A Q fever cluster among workers at an abattoir in south-western Sydney, Australia, 2015
10.5365/wpsar.2016.7.2.012
- Author:
Heidi Lord
;
Stephanie Fletcher-Lartey
;
Guy Weerasinghe
;
Meena Chandra
;
Nilva Egana
;
Nicole Schembri
;
Stephen Conaty
- Publication Type:Journal Article
- Keywords:
Coxiella Burnetii;
Q fever;
Zoonoses;
Abattoir;
Outbreak investigation;
Epidemiology
- From:
Western Pacific Surveillance and Response
2016;7(4):21-27
- CountryWHO-WPRO
- Language:English
-
Abstract:
Background: In September 2015, the Public Health Unit of the South Western Sydney Local Health District was notified of two possible Q fever cases. Case investigation identified that both cases were employed at an abattoir, and both cases advised that co-workers had experienced similar symptoms. Public Health Unit staff also recalled interviewing in late 2014 at least one other Q fever case who worked at the same abattoir. This prompted an outbreak investigation.

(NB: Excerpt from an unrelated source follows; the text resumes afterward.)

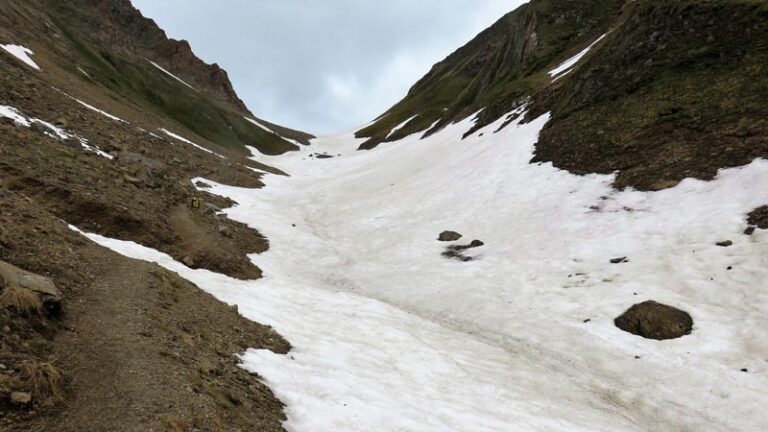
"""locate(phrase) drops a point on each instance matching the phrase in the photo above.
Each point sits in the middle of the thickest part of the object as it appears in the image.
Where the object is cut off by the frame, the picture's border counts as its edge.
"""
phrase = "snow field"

Methods: The investigation incorporated active case finding, microbiological analysis, field investigation and a risk factor survey. Included cases were laboratory definitive or suspected cases occurring from October 2014 to October 2015, residing or working in south-western Sydney. A suspected case had clinically compatible illness, high-risk exposure and was epidemiologically linked to another confirmed case. A confirmed case included laboratory detection of C. burnetii.

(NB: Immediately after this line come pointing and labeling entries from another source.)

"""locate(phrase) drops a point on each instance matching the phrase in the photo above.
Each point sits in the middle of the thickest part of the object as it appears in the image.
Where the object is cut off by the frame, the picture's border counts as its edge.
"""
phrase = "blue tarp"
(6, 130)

Results: Eight cases met the case definition with seven confirmed (including a deceased case) and one suspected. The eight cases were all males who had been employed at an abattoir in south-western Sydney during their incubation period; symptom onset dates ranged from November 2014 to September 2015. Field investigation identified multiple potential risk factors at the abattoir, and the majority (75%) of employees were not vaccinated against Q fever despite this high-risk setting.
Conclusion: This cluster of Q fever in a single abattoir confirms the significance of this zoonotic disease as an occupational hazard among persons working in high-risk environments. Implementation of Q fever vaccination programmes should eliminate Q fever in high-risk occupational settings.